The founder of the New York Times' "1619 Project" wrote a lengthy racist letter to Notre Dame's The Observer, attacking all white people back in 1995.
The Federalist reports Nikole Hannah-Jones, a Times reporter who is heading up the newspaper's 1619 interactive project, wrote in her letter that "the white race is the biggest murderer, rapist, pillager, and thief of the modern world."
In her letter, she compares European settlers and explorers like Christopher Columbus to Adolf Hitler for their "acts of devils."
"Europeans have colonized and destroyed the indigenous populations on every continent of this planet. They have committed genocide against cultures that have never offended them in their greed and insatiable desire to control and dominate every non-white culture," Hannah-Jones wrote.
She also makes the dubious claim that Africans visited the Americas long before Columbus and the Europeans.
"The difference is that Africans had the decency and respect for human life to learn from the Native Americans and trade technology with them," she continued. "The pyramids of the Aztecs and the great stone heads of the Olmecs are the lasting monuments to the friendship of these two peoples," she claims.

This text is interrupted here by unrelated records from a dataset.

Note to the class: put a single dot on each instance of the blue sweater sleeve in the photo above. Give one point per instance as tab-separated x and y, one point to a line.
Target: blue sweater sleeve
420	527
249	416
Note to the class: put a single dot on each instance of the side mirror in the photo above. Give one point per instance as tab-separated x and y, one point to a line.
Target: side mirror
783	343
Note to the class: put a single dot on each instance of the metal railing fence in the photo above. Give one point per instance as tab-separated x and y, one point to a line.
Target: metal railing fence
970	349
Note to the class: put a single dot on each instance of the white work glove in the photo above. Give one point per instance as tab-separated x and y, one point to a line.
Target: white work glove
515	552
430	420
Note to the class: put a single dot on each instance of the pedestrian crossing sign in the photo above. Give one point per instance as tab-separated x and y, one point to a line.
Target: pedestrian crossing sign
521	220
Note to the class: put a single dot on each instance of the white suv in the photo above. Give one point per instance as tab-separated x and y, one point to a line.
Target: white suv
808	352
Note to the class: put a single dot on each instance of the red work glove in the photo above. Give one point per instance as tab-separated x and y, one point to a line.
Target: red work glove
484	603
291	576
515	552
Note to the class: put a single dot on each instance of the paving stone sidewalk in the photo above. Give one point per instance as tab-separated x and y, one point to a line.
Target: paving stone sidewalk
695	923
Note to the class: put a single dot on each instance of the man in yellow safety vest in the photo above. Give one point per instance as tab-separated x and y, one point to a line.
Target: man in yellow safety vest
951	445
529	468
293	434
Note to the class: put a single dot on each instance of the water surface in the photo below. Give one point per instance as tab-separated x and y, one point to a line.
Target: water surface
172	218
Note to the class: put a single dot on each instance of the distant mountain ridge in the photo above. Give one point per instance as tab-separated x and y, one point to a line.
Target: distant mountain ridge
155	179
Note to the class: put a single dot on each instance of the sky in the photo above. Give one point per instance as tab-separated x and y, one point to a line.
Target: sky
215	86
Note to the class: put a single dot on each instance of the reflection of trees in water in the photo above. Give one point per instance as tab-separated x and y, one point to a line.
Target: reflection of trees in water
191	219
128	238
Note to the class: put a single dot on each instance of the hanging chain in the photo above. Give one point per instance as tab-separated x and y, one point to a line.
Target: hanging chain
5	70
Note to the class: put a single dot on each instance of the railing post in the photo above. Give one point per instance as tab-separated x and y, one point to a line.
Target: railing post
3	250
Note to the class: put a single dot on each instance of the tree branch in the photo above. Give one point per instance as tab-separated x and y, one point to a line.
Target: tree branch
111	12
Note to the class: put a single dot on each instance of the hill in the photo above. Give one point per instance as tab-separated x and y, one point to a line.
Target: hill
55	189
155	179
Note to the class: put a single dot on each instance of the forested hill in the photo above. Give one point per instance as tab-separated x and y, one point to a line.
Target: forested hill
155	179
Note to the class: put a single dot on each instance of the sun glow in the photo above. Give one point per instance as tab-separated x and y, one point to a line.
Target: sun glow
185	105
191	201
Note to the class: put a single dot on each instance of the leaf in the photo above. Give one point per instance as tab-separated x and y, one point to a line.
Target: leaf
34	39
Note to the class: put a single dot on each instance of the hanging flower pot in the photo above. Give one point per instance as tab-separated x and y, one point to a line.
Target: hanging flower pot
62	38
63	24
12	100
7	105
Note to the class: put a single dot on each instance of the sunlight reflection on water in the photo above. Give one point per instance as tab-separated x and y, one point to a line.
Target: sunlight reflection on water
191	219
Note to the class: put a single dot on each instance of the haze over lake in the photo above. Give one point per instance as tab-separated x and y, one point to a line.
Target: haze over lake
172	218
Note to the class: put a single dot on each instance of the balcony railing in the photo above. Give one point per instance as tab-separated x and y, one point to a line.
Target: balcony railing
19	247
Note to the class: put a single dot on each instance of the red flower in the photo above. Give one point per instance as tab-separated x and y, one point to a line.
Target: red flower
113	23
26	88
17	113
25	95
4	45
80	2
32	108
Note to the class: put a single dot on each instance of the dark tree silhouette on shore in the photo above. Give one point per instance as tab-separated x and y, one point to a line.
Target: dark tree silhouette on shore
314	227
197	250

Citing David Walker's Appeal published in four articles in 1829, (The white's) "lasting monument was the destruction and enslavement of two races of people," Hannah-Jones wrote.
She then jumps forward to today, writing that white people still take advantage of others when they can.
"The descendants of these savage people pump drugs and guns into the Black community, pack Black people into the squalor of segregated urban ghettos and continue to be bloodsuckers in our community," Hannah-Jones wrote.
She ends her letter by claiming that white people must constantly prove their superiority.
"But after everything that those barbaric devils did, I do not hate them," Hannah-Jones wrote. "I understand that because of some lacking, they needed to (sic) constantly prove their superiority."
Last month, Hannah-Jones was awarded a Pulitzer Prize for Commentary for her work on the Times' 1619 Project, despite the work having to be substantially corrected after a number of respected academics and historians disputed its grasp on history, according to The Federalist.
Wikipedia notes in their entry on the 1619 Project that The New York Times has said that the contributions were deeply researched, and arguments verified by a team of fact-checkers in consultation with historians. However, historians Gordon S. Wood, James M. McPherson, and Richard Carwardine are among those who have criticized the 1619 Project, stating that the project has put forward misleading and historically inaccurate claims, including ignorance of context, misrepresentation of quotes by key figures of the time, and an intentional lack of inclusion of historical facts and events that refute the primary thesis of the 1619 Project, leading one critic to call the work "a preposterous and one-dimensional reading of the American past."